Thing is - much of the 3B pages are content that doesn't change too often.. I think... is it...? which would mean google only has to check for change.. . ...

jomaxx

7:03 pm on Mar 28, 2003 (gmt 0)

WebmasterWorld Senior Member 10+ Year Member



I'm not an expert on the HTTP protocol, but I believe the decision whether to send a 304 or not is essentially based the contents of the If-Modified-Since header in the user's request; i.e. the server has no choice but to return the full page based on the specifics of the request.
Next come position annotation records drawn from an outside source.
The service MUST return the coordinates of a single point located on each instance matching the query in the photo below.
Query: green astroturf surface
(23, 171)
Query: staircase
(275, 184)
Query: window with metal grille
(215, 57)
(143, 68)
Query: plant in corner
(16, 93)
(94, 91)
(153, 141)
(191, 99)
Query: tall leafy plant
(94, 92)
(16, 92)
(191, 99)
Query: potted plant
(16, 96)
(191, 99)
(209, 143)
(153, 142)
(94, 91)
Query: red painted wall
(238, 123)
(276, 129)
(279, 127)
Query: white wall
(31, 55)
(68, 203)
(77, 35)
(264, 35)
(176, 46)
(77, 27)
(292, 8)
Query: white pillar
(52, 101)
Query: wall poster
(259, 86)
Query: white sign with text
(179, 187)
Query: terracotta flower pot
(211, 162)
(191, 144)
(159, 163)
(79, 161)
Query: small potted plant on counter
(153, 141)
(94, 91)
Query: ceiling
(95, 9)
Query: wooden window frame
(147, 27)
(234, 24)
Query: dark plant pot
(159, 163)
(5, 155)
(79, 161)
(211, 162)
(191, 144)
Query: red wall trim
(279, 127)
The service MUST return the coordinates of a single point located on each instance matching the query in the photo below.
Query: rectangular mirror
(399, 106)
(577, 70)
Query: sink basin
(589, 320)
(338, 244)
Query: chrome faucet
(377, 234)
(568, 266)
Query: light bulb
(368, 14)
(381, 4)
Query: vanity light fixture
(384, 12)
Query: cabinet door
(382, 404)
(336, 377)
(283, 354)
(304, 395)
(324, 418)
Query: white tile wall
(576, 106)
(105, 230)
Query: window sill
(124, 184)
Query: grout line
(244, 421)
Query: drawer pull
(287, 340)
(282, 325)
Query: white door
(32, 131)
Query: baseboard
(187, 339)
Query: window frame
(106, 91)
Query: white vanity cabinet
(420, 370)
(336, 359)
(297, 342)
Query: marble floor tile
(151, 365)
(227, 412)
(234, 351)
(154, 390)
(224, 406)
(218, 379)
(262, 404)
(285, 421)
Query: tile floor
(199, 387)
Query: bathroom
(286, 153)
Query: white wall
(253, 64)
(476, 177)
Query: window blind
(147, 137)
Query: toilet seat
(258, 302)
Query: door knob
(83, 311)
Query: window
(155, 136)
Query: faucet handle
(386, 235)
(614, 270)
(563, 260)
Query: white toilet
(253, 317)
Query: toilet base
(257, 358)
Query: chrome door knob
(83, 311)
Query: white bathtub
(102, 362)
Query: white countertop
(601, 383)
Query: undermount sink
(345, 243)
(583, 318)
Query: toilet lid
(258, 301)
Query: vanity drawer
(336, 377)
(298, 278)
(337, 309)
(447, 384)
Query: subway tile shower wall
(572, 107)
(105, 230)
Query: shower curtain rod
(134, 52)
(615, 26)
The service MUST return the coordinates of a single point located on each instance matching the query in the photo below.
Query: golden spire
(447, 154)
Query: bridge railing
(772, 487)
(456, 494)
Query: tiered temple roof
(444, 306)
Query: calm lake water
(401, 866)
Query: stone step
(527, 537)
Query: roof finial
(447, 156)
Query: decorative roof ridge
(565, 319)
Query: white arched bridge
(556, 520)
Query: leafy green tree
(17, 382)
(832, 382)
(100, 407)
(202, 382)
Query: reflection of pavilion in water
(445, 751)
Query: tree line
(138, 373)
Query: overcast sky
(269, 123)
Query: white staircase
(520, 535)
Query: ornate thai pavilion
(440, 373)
There is SOME cacheing going on, so my interpretation of what's happening is that probably Google is not merging the caches from all its different data centers.

yetanotheruser

7:29 pm on Mar 28, 2003 (gmt 0)

10+ Year Member



that seems to make sense.. I'm certainly not an http expert so I'll take your word :)

having had a look at fresgbot's efforts today though - he's been getting 304's all day so I would asume that's just the header and not the whole page?